Słowa Olgi Tokarczuk niejednokrotnie szokują. Jak się okazuje, na początku tego roku, jeszcze zanim została laureatką literackiej Nagrody Nobla, w znamienny sposób mówiła na temat religii, która jej niezwykle mocno przeszkadza.

W rozmowie z Onetem stwierdziła:

Kiedy się przyglądamy światu, dzisiejszemu, współczesnemu, to widać wyraźnie, że tam, gdzie religia się miesza do życia ludzi, tam rodzi najwięcej bólu, cierpienia, wykluczenia. W gruncie rzeczy można powiedzieć, że człowiek powinien coś zrobić z tą swoją potrzebą”.
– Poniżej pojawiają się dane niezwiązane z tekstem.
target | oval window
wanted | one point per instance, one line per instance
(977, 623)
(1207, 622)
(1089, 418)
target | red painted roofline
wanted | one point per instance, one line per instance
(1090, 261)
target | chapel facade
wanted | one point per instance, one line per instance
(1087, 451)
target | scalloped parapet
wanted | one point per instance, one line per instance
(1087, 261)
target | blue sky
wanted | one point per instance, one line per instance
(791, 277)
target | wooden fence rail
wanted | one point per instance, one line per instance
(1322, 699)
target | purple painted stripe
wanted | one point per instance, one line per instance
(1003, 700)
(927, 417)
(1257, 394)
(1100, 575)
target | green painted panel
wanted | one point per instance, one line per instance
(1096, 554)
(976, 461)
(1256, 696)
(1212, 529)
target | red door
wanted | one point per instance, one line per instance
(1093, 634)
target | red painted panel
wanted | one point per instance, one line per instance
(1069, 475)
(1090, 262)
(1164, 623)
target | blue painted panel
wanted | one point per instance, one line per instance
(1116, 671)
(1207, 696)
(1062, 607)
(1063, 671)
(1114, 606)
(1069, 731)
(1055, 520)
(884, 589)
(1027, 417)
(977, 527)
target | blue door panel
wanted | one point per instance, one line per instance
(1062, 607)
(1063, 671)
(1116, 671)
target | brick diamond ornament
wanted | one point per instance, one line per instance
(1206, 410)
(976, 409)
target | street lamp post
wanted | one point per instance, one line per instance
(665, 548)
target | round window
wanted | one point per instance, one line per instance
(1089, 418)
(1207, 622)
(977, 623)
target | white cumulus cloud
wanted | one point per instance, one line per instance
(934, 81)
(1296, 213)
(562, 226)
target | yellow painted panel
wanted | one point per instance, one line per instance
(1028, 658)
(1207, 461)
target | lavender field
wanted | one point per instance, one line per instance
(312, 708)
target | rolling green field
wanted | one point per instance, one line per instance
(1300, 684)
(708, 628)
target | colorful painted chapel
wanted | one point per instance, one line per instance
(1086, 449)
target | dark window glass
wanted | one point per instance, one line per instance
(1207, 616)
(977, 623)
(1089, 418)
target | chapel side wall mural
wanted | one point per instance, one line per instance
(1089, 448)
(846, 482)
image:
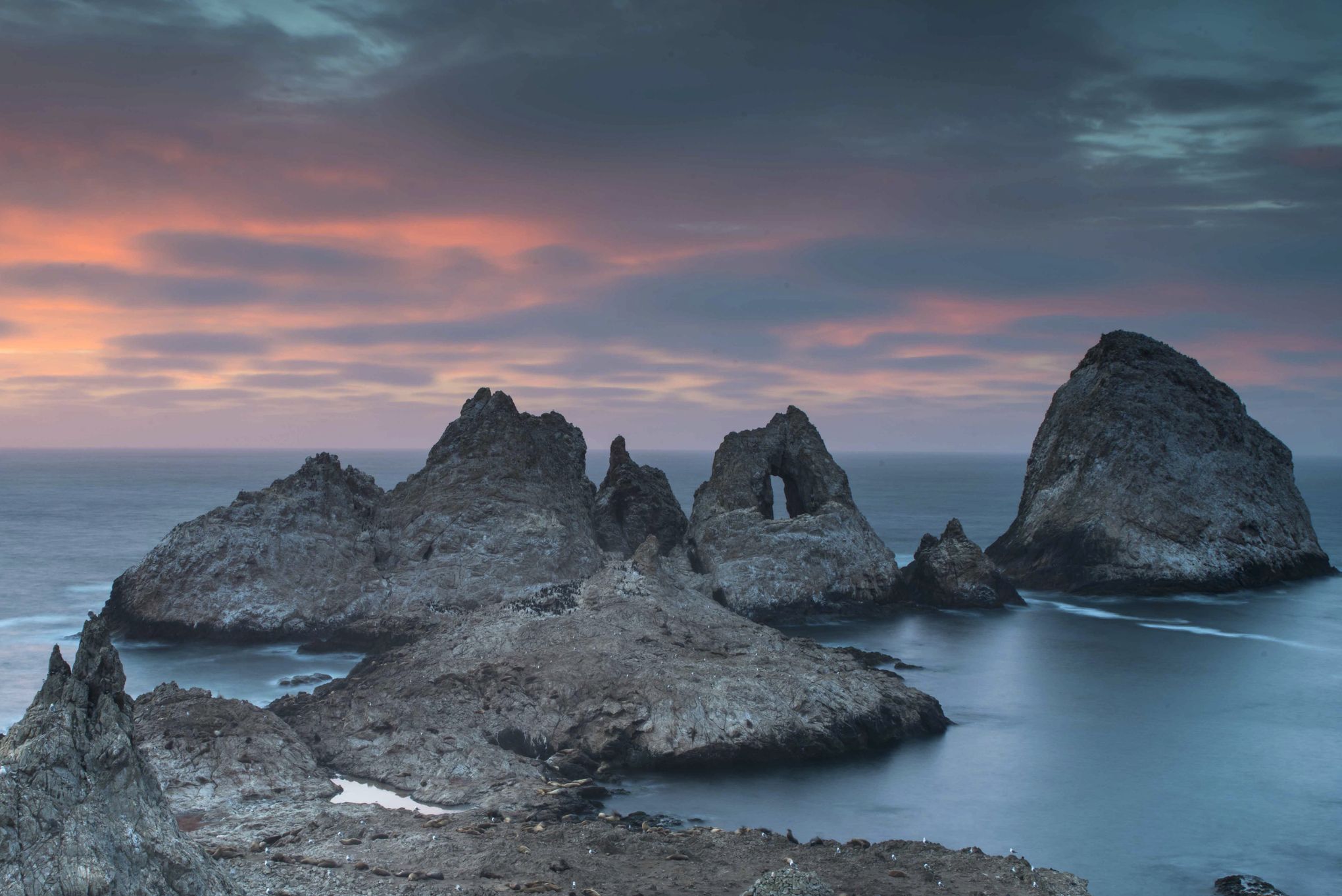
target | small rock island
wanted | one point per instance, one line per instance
(1148, 476)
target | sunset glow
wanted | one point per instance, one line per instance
(329, 228)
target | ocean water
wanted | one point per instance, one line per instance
(1148, 745)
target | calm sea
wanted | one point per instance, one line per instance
(1148, 745)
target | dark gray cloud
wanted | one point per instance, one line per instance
(1215, 94)
(188, 342)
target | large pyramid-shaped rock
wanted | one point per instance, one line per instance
(823, 557)
(1148, 476)
(286, 561)
(504, 503)
(80, 810)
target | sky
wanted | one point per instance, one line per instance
(324, 224)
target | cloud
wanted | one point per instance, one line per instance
(1214, 94)
(192, 342)
(251, 257)
(107, 282)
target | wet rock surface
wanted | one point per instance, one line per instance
(278, 562)
(627, 670)
(952, 572)
(822, 557)
(80, 810)
(218, 755)
(1149, 476)
(635, 502)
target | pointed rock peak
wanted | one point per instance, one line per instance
(57, 664)
(487, 401)
(1128, 347)
(619, 454)
(97, 663)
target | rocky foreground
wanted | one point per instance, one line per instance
(245, 810)
(1148, 476)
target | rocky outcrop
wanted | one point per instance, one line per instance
(280, 562)
(823, 557)
(80, 810)
(789, 882)
(1245, 885)
(1148, 476)
(627, 670)
(952, 572)
(216, 755)
(635, 502)
(504, 503)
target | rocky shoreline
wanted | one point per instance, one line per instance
(530, 636)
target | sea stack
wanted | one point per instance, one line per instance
(1148, 476)
(291, 560)
(80, 810)
(822, 557)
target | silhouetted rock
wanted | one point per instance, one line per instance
(953, 572)
(214, 754)
(1148, 476)
(504, 503)
(635, 502)
(1246, 885)
(286, 561)
(80, 810)
(628, 668)
(823, 559)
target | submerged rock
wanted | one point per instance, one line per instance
(1246, 885)
(635, 502)
(214, 754)
(630, 670)
(953, 572)
(1149, 476)
(822, 559)
(80, 810)
(286, 561)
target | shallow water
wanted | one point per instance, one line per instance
(1149, 745)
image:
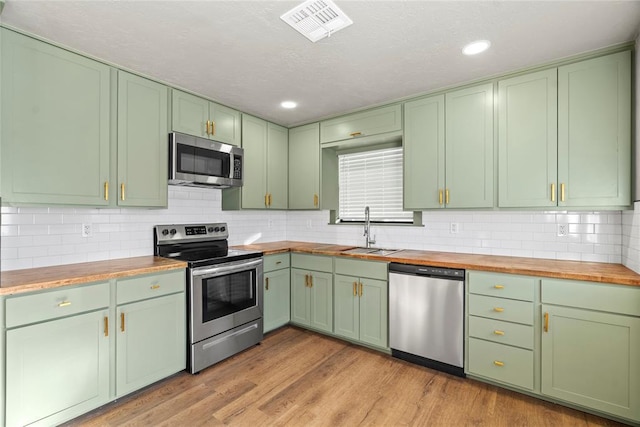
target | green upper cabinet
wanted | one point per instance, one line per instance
(199, 117)
(528, 140)
(594, 132)
(365, 124)
(266, 152)
(142, 142)
(55, 124)
(469, 171)
(304, 167)
(423, 152)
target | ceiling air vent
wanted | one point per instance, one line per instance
(317, 19)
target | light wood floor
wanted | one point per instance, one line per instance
(300, 378)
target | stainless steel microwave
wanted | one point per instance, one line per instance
(201, 162)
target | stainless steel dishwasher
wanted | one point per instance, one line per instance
(426, 316)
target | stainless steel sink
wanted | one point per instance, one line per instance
(371, 251)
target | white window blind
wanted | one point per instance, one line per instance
(374, 179)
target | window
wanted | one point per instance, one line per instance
(374, 179)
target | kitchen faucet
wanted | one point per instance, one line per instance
(367, 229)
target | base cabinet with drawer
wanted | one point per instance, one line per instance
(277, 292)
(312, 291)
(361, 301)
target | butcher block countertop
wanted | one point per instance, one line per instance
(576, 270)
(33, 279)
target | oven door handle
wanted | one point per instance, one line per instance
(226, 268)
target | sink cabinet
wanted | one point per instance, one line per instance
(277, 292)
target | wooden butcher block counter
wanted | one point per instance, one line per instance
(575, 270)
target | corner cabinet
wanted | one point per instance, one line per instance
(55, 124)
(304, 167)
(142, 142)
(200, 117)
(277, 292)
(266, 153)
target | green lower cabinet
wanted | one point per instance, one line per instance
(312, 299)
(57, 370)
(150, 341)
(277, 299)
(591, 359)
(361, 309)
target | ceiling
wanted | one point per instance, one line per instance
(241, 54)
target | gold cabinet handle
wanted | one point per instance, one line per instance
(546, 322)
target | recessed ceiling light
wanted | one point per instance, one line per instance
(476, 47)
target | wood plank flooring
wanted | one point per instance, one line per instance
(300, 378)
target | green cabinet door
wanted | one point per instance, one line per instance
(150, 345)
(469, 147)
(424, 151)
(528, 140)
(300, 297)
(591, 358)
(346, 306)
(142, 142)
(55, 124)
(254, 142)
(304, 167)
(374, 310)
(277, 166)
(57, 370)
(277, 299)
(594, 131)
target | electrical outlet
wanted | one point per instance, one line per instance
(86, 230)
(562, 230)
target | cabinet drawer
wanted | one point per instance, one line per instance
(501, 332)
(312, 262)
(618, 299)
(358, 268)
(276, 262)
(149, 286)
(367, 123)
(501, 362)
(501, 309)
(53, 304)
(502, 285)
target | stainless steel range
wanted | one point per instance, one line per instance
(224, 292)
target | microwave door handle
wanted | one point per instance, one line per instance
(221, 270)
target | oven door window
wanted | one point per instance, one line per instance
(200, 161)
(228, 294)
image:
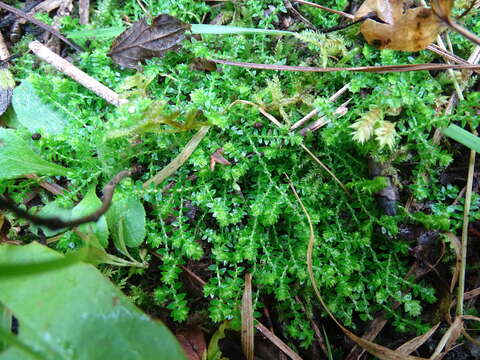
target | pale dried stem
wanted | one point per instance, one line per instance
(338, 12)
(322, 121)
(176, 163)
(314, 112)
(75, 73)
(466, 211)
(4, 53)
(83, 9)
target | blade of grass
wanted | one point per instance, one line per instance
(466, 211)
(247, 319)
(175, 164)
(204, 29)
(379, 351)
(463, 137)
(375, 69)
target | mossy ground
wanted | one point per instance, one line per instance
(243, 217)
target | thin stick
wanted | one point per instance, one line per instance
(279, 343)
(40, 24)
(338, 12)
(4, 53)
(315, 111)
(325, 168)
(55, 222)
(382, 69)
(75, 73)
(466, 211)
(83, 9)
(175, 164)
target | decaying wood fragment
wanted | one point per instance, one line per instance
(75, 73)
(84, 7)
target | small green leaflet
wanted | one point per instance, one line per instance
(75, 312)
(88, 205)
(35, 114)
(7, 83)
(463, 137)
(17, 159)
(126, 221)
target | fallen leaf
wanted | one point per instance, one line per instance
(201, 64)
(143, 41)
(413, 344)
(193, 342)
(217, 158)
(399, 27)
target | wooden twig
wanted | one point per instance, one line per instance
(315, 111)
(4, 53)
(175, 164)
(338, 12)
(75, 73)
(83, 9)
(45, 27)
(57, 223)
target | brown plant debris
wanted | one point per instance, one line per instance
(143, 41)
(398, 26)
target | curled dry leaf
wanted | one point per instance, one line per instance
(399, 26)
(143, 41)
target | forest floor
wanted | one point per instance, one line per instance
(244, 178)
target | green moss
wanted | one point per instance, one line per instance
(247, 219)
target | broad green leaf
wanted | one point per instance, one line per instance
(88, 205)
(35, 114)
(5, 324)
(126, 221)
(463, 137)
(6, 88)
(99, 33)
(76, 313)
(17, 159)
Dalej dodała, że tak jak człowiekowi udało się poskromić nasze instynkty, tak też „[…] może trzeba by było poskromić też tę potrzebę religijną”.

Powiedziała też:

Żadna z religii istniejących na świecie nie radzi sobie z nowym porządkiem. Żadna z tych religii nie może być traktowana jako rodzaj recepty na przyszłość człowieka”.

Jaką receptę ma polska pisarka? Oto, co proponuje:

Wyjście wydaje się tylko jedno: sprywatyzować religię, sprawić aby stała się intymnym przeżyciem bliskości, z czymś, co każdy musi sobie zdefiniować na nowo. Musimy mówić o religijności, tak jak mówimy o seksie”.

Wypowiedź Tokarczuk przypomniał na swoim twitterze radny PiS Dariusz Matecki, celnie zauważając:

<<Tam gdzie religia miesza się do życia ludzi rodzi najwięcej bólu i cierpienia>> - nasza Noblistka.

W XX wieku kraje t.j. ZSRR, ChRL, Korea Północna, Kambodża, Kuba, to kraje, które wprowadziły przymusowy ateizm państwowy. Kraje barbarzyńskie.”